Alma suspiró, se sentó en una silla y rompió a llorar amargamente.
– Miguel lleva medio año sin vivir con nosotras, – dijo Alma entre lágrimas, con dificultad. – Antes simplemente no venía a casa a veces. Decía que trabajaba mucho. Luego empezó a desaparecer durante varios días. Venía, se cambiaba de ropa, besaba a Marina, me apartaba a mí, y se iba otra vez. Al principio pensé que tenía problemas en el trabajo. Ya casi un año que no vemos dinero, pero eso no importa. Yo soy enfermera y gano bien. Nos basta. Un día alguien llamó a la puerta, abrí, y había una mujer. Elegante, arreglada. Con un sombrero. Su bolso era caro.

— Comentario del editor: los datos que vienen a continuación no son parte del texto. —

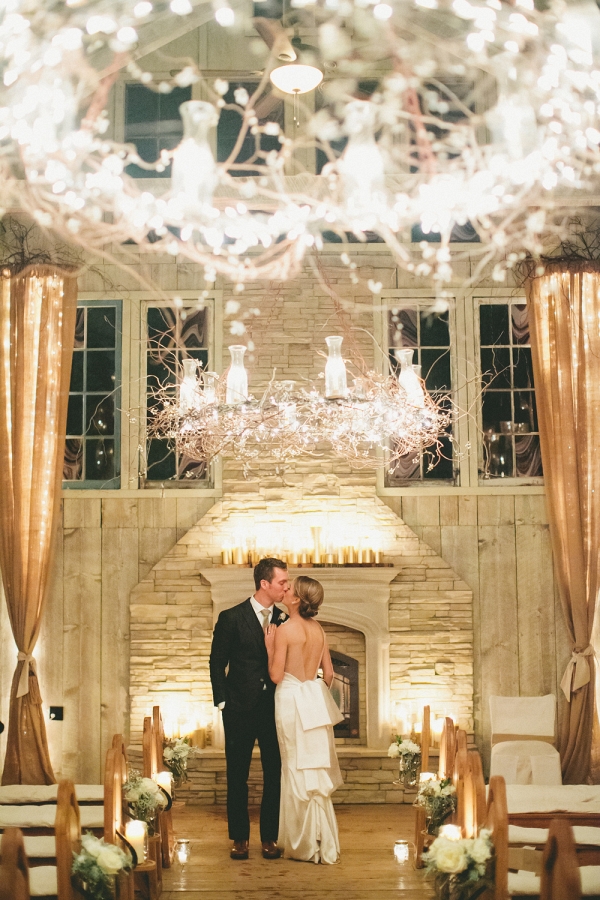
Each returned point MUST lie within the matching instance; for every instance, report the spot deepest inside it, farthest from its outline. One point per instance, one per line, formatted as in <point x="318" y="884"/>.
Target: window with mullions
<point x="92" y="449"/>
<point x="412" y="326"/>
<point x="153" y="123"/>
<point x="173" y="334"/>
<point x="511" y="442"/>
<point x="268" y="108"/>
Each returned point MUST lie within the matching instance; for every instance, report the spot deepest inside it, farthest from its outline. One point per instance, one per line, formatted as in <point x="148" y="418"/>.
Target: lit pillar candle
<point x="238" y="556"/>
<point x="163" y="780"/>
<point x="135" y="832"/>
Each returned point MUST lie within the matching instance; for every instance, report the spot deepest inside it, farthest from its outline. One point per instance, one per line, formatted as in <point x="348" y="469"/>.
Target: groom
<point x="246" y="695"/>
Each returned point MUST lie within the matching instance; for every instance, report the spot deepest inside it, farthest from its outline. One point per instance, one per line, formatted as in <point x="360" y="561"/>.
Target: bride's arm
<point x="276" y="643"/>
<point x="327" y="665"/>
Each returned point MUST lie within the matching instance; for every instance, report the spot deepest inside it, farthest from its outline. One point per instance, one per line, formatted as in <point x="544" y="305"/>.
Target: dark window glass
<point x="153" y="123"/>
<point x="511" y="447"/>
<point x="93" y="428"/>
<point x="173" y="335"/>
<point x="268" y="108"/>
<point x="429" y="336"/>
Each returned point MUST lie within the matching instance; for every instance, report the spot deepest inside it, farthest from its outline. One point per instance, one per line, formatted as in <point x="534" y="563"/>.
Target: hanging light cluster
<point x="487" y="113"/>
<point x="208" y="416"/>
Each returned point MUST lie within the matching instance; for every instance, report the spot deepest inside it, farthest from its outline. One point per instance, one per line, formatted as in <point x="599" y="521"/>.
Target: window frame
<point x="189" y="299"/>
<point x="465" y="367"/>
<point x="113" y="483"/>
<point x="489" y="298"/>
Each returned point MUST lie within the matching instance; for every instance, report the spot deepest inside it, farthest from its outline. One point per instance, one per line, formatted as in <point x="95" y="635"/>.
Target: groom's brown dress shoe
<point x="271" y="850"/>
<point x="239" y="850"/>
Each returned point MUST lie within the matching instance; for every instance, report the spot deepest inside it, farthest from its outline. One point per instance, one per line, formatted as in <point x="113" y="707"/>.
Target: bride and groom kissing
<point x="263" y="669"/>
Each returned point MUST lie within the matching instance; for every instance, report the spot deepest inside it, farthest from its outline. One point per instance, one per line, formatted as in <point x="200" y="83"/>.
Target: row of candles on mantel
<point x="340" y="556"/>
<point x="407" y="722"/>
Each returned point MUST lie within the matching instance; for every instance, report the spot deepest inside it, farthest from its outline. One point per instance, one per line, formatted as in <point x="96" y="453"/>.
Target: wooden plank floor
<point x="367" y="870"/>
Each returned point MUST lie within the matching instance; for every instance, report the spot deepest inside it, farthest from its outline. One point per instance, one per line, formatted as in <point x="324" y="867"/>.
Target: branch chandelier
<point x="423" y="149"/>
<point x="211" y="416"/>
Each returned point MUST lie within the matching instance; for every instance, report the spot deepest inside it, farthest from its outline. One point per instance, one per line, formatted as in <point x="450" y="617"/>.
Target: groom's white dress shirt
<point x="258" y="609"/>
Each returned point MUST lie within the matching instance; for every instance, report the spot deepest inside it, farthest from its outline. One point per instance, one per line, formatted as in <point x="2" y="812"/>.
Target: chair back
<point x="68" y="838"/>
<point x="523" y="718"/>
<point x="447" y="749"/>
<point x="158" y="730"/>
<point x="150" y="763"/>
<point x="496" y="821"/>
<point x="14" y="869"/>
<point x="560" y="872"/>
<point x="425" y="738"/>
<point x="459" y="774"/>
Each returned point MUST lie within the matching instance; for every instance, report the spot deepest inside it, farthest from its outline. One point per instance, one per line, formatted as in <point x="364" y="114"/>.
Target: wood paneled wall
<point x="500" y="545"/>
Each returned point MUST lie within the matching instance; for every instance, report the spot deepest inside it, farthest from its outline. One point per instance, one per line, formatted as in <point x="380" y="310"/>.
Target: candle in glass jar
<point x="163" y="780"/>
<point x="135" y="832"/>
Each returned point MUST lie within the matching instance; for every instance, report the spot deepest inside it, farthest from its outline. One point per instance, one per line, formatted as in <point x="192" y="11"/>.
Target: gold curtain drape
<point x="37" y="325"/>
<point x="564" y="306"/>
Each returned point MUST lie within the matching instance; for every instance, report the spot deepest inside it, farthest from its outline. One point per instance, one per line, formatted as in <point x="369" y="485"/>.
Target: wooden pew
<point x="560" y="872"/>
<point x="166" y="820"/>
<point x="447" y="755"/>
<point x="144" y="874"/>
<point x="14" y="870"/>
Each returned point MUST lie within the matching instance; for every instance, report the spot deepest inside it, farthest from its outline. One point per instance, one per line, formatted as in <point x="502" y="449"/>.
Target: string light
<point x="374" y="423"/>
<point x="436" y="145"/>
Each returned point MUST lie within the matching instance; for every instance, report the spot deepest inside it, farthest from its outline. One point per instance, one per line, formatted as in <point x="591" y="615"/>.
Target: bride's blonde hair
<point x="310" y="593"/>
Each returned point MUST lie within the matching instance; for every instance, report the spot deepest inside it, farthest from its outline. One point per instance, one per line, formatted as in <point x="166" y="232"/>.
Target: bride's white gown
<point x="305" y="713"/>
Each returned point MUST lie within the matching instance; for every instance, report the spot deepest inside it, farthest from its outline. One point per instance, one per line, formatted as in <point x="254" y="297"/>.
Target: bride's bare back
<point x="305" y="643"/>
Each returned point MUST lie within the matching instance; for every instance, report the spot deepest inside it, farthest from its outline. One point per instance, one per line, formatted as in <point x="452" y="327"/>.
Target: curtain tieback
<point x="27" y="660"/>
<point x="577" y="673"/>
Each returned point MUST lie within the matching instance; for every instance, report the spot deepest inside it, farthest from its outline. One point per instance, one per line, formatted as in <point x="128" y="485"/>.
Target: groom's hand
<point x="270" y="638"/>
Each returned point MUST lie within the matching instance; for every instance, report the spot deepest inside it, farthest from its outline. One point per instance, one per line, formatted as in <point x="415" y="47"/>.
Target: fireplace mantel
<point x="357" y="597"/>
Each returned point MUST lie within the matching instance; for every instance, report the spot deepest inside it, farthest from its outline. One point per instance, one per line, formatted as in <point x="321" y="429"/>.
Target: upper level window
<point x="414" y="326"/>
<point x="92" y="450"/>
<point x="268" y="108"/>
<point x="153" y="123"/>
<point x="511" y="442"/>
<point x="173" y="334"/>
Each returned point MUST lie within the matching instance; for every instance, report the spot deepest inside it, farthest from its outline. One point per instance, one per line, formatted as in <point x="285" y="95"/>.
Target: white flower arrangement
<point x="461" y="867"/>
<point x="175" y="757"/>
<point x="144" y="797"/>
<point x="438" y="796"/>
<point x="96" y="865"/>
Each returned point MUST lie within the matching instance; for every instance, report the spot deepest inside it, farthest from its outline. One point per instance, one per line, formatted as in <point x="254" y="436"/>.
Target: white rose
<point x="91" y="845"/>
<point x="450" y="856"/>
<point x="480" y="850"/>
<point x="110" y="860"/>
<point x="149" y="786"/>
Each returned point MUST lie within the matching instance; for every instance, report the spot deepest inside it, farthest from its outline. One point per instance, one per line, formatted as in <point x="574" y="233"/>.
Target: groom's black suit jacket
<point x="239" y="642"/>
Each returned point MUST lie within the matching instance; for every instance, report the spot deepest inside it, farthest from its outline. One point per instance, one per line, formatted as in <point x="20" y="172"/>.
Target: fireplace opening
<point x="345" y="692"/>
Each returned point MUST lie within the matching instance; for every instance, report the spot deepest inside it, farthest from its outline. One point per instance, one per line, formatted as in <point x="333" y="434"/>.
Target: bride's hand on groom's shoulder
<point x="270" y="636"/>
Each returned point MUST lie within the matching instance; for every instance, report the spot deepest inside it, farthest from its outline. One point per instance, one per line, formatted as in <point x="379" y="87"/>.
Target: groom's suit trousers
<point x="242" y="729"/>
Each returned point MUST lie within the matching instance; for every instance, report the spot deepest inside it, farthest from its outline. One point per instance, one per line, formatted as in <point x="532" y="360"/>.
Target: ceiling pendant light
<point x="296" y="78"/>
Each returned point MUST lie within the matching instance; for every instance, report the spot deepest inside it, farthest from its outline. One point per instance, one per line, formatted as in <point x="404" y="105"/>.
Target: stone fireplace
<point x="411" y="618"/>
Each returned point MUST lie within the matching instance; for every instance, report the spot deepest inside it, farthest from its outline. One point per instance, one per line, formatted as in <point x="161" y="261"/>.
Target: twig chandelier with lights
<point x="373" y="424"/>
<point x="481" y="111"/>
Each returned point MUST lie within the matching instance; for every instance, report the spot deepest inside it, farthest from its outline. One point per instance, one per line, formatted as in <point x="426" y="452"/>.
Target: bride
<point x="305" y="713"/>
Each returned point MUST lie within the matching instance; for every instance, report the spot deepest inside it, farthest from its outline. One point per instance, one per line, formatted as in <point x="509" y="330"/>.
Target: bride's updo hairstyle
<point x="310" y="594"/>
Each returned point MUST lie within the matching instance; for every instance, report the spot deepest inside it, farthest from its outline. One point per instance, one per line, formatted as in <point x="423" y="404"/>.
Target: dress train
<point x="305" y="714"/>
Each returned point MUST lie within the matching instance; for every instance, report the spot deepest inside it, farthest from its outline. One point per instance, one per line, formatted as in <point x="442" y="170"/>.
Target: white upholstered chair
<point x="523" y="735"/>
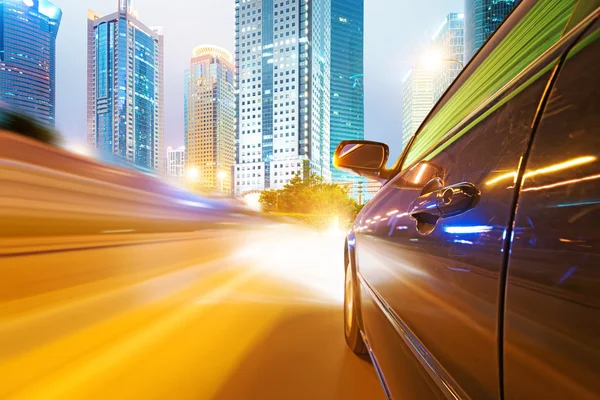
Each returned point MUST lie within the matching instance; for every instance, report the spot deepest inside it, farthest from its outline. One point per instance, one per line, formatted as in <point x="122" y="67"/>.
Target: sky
<point x="396" y="32"/>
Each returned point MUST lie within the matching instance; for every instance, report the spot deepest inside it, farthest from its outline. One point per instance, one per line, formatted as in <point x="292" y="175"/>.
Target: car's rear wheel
<point x="351" y="314"/>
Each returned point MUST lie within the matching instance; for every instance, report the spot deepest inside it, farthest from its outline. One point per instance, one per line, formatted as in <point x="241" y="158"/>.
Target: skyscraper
<point x="449" y="42"/>
<point x="28" y="30"/>
<point x="417" y="99"/>
<point x="347" y="92"/>
<point x="210" y="117"/>
<point x="283" y="76"/>
<point x="125" y="87"/>
<point x="482" y="18"/>
<point x="176" y="162"/>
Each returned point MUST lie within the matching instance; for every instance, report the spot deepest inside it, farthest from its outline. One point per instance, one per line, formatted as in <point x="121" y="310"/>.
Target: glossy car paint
<point x="432" y="304"/>
<point x="552" y="336"/>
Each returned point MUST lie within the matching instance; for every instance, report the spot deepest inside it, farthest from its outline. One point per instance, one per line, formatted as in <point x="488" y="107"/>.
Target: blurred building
<point x="125" y="88"/>
<point x="482" y="18"/>
<point x="449" y="42"/>
<point x="176" y="162"/>
<point x="28" y="30"/>
<point x="283" y="77"/>
<point x="347" y="91"/>
<point x="417" y="99"/>
<point x="210" y="117"/>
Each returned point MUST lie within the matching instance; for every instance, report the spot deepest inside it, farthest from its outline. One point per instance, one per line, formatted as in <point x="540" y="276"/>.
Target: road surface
<point x="218" y="314"/>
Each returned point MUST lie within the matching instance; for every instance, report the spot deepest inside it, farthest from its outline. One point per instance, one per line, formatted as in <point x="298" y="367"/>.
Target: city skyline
<point x="209" y="112"/>
<point x="347" y="76"/>
<point x="28" y="31"/>
<point x="283" y="55"/>
<point x="125" y="88"/>
<point x="183" y="32"/>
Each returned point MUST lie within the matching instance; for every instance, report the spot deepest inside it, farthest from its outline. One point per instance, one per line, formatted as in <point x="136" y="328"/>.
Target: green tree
<point x="311" y="199"/>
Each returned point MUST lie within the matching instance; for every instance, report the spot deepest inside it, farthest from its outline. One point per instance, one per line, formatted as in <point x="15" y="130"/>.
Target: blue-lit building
<point x="482" y="18"/>
<point x="125" y="88"/>
<point x="282" y="55"/>
<point x="347" y="91"/>
<point x="28" y="30"/>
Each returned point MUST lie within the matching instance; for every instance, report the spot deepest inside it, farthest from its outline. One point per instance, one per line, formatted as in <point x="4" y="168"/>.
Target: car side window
<point x="522" y="45"/>
<point x="552" y="319"/>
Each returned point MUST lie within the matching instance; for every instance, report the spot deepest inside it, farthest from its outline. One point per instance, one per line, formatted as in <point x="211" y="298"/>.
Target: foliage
<point x="310" y="199"/>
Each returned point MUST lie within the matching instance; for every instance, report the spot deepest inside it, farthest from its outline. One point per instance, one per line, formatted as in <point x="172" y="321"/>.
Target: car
<point x="475" y="271"/>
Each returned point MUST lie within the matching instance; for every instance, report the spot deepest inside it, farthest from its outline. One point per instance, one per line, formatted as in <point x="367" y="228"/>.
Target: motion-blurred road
<point x="232" y="313"/>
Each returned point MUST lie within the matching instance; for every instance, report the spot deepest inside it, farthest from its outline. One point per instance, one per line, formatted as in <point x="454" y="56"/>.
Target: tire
<point x="352" y="314"/>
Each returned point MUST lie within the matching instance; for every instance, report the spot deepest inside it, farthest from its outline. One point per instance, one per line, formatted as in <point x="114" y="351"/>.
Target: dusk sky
<point x="396" y="32"/>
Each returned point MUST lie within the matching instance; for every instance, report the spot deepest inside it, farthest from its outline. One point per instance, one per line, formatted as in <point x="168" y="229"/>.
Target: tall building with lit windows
<point x="28" y="30"/>
<point x="449" y="42"/>
<point x="417" y="99"/>
<point x="482" y="18"/>
<point x="210" y="104"/>
<point x="347" y="91"/>
<point x="283" y="77"/>
<point x="176" y="162"/>
<point x="125" y="88"/>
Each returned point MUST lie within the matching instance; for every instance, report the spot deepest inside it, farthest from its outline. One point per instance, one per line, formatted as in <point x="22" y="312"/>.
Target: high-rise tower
<point x="28" y="31"/>
<point x="347" y="91"/>
<point x="283" y="77"/>
<point x="125" y="87"/>
<point x="449" y="42"/>
<point x="210" y="118"/>
<point x="482" y="18"/>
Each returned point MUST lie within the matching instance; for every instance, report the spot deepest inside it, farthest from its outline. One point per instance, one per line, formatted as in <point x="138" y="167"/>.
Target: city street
<point x="237" y="313"/>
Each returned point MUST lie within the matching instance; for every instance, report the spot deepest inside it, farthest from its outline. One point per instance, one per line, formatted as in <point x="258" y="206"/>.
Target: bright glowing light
<point x="192" y="174"/>
<point x="502" y="177"/>
<point x="467" y="229"/>
<point x="421" y="172"/>
<point x="191" y="203"/>
<point x="559" y="167"/>
<point x="431" y="60"/>
<point x="252" y="200"/>
<point x="563" y="183"/>
<point x="546" y="170"/>
<point x="334" y="227"/>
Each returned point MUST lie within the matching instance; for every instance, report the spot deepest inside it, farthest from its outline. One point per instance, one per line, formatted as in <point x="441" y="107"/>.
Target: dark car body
<point x="499" y="298"/>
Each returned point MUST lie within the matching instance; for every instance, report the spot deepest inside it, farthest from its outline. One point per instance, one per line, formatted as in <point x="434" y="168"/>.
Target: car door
<point x="552" y="328"/>
<point x="431" y="246"/>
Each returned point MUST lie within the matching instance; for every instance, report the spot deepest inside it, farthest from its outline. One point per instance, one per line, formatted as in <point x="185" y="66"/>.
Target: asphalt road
<point x="221" y="314"/>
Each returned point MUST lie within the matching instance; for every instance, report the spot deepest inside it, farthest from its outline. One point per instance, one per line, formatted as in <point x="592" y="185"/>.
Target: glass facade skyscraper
<point x="125" y="88"/>
<point x="449" y="42"/>
<point x="482" y="18"/>
<point x="283" y="80"/>
<point x="417" y="99"/>
<point x="210" y="117"/>
<point x="28" y="30"/>
<point x="347" y="91"/>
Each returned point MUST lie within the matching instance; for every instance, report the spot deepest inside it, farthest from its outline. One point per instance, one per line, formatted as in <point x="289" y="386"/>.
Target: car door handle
<point x="438" y="201"/>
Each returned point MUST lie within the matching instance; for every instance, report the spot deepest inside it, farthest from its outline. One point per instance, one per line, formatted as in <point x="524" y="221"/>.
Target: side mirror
<point x="361" y="157"/>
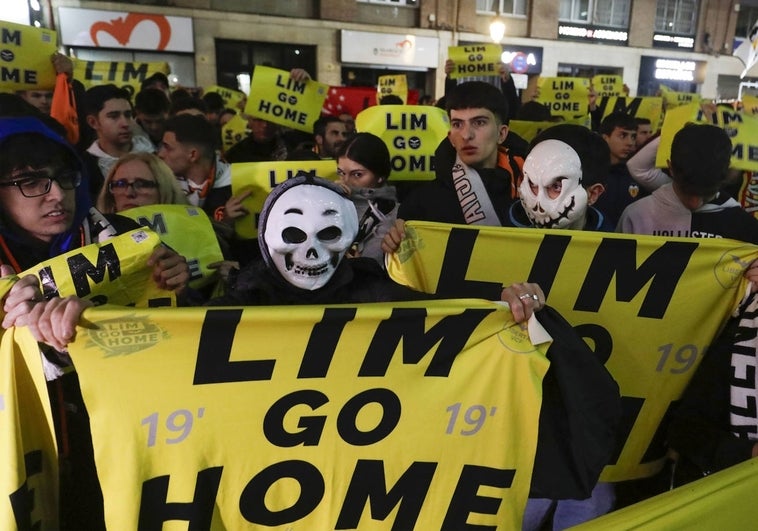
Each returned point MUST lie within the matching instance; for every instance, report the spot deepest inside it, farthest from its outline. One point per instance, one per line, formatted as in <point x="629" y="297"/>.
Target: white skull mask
<point x="551" y="191"/>
<point x="308" y="229"/>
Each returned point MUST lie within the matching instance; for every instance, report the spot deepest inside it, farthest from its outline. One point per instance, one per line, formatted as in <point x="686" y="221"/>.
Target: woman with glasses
<point x="139" y="179"/>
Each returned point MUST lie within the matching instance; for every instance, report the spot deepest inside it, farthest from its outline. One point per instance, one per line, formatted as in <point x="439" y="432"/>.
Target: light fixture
<point x="497" y="29"/>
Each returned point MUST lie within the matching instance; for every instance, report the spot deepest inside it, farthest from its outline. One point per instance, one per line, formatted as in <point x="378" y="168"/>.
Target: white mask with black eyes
<point x="308" y="230"/>
<point x="551" y="191"/>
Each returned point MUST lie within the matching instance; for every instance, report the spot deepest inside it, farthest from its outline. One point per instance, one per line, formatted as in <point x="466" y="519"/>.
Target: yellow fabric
<point x="567" y="97"/>
<point x="29" y="470"/>
<point x="475" y="60"/>
<point x="212" y="409"/>
<point x="741" y="127"/>
<point x="411" y="133"/>
<point x="261" y="177"/>
<point x="125" y="74"/>
<point x="725" y="500"/>
<point x="649" y="305"/>
<point x="640" y="107"/>
<point x="112" y="272"/>
<point x="275" y="97"/>
<point x="188" y="231"/>
<point x="396" y="85"/>
<point x="607" y="85"/>
<point x="26" y="56"/>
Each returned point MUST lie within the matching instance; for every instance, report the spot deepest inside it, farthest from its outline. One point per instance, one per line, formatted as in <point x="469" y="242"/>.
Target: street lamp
<point x="497" y="29"/>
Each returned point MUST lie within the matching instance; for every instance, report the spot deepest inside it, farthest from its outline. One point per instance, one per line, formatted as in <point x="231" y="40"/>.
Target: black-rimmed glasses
<point x="37" y="183"/>
<point x="138" y="185"/>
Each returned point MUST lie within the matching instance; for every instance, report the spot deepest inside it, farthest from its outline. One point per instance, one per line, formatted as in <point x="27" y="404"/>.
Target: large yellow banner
<point x="337" y="417"/>
<point x="411" y="133"/>
<point x="26" y="57"/>
<point x="276" y="97"/>
<point x="648" y="306"/>
<point x="262" y="177"/>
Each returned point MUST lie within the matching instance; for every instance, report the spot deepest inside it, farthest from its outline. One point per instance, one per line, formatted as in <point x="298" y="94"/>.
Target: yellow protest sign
<point x="29" y="471"/>
<point x="395" y="85"/>
<point x="126" y="75"/>
<point x="750" y="104"/>
<point x="233" y="99"/>
<point x="276" y="97"/>
<point x="113" y="272"/>
<point x="475" y="60"/>
<point x="642" y="107"/>
<point x="673" y="99"/>
<point x="234" y="131"/>
<point x="302" y="416"/>
<point x="261" y="177"/>
<point x="565" y="96"/>
<point x="608" y="85"/>
<point x="412" y="134"/>
<point x="188" y="231"/>
<point x="633" y="298"/>
<point x="742" y="129"/>
<point x="26" y="57"/>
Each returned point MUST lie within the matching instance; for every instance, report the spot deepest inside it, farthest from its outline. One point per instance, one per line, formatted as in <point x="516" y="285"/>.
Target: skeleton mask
<point x="308" y="229"/>
<point x="552" y="192"/>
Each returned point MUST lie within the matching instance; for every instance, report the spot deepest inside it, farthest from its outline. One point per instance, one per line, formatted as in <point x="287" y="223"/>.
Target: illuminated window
<point x="609" y="13"/>
<point x="676" y="16"/>
<point x="502" y="7"/>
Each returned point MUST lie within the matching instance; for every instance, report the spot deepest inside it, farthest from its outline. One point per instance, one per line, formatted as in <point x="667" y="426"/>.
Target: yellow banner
<point x="750" y="104"/>
<point x="233" y="131"/>
<point x="188" y="231"/>
<point x="567" y="97"/>
<point x="742" y="129"/>
<point x="725" y="500"/>
<point x="648" y="306"/>
<point x="607" y="85"/>
<point x="29" y="470"/>
<point x="312" y="417"/>
<point x="475" y="60"/>
<point x="26" y="57"/>
<point x="261" y="177"/>
<point x="412" y="134"/>
<point x="126" y="75"/>
<point x="672" y="99"/>
<point x="642" y="107"/>
<point x="395" y="85"/>
<point x="112" y="272"/>
<point x="233" y="99"/>
<point x="275" y="97"/>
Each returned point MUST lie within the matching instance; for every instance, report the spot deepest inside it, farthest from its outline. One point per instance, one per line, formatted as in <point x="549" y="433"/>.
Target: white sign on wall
<point x="124" y="30"/>
<point x="389" y="49"/>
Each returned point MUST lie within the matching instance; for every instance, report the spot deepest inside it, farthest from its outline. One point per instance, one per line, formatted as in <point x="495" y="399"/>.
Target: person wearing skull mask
<point x="564" y="174"/>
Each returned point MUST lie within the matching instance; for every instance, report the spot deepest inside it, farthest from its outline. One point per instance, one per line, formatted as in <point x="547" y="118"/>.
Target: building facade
<point x="685" y="44"/>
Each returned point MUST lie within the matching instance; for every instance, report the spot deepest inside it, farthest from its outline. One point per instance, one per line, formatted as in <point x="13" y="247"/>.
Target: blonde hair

Solo había visto cosas así en televisión, – Alma se calmó un poco, inspiró y continuó, – Me dijo que yo era una mendiga y no era digna de Miguel. Que él iba a vivir con ella y que debía irme del piso y llevarme a mi hija tonta. Que ellos ya tendrían en qué ocuparse sin una niña mal educada.
– No soy tonta y estoy muy bien educada, – dijo de repente Marina, dando la espalda a los adultos. Victoria y Alma no la oyeron entrar silenciosamente a la cocina y escuchar la conversación de los mayores durante varios minutos.
– Claro que no eres tonta, – confirmó Victoria, enderezándose. – Eres una niña lista y educada. Por eso viviremos juntas y nos llevaremos a mamá con nosotras.
Alma secó sus lágrimas y miró a Victoria sorprendida.
Pero la dama de hierro ya había tomado una decisión. Y cuando su hijo le informó que se divorciaba y esperaba que ella modificara el testamento pronto, lo tomó con calma y dignidad. Porque el testamento ya había sido cambiado, solo que Victoria había olvidado informar a su hijo que ahora las dueñas de la casa eran su exesposa y la pequeña Marina de ojos azules, que en ese momento revolvía despreocupadamente, como siempre, los preciosos cabellos de su querida abuela.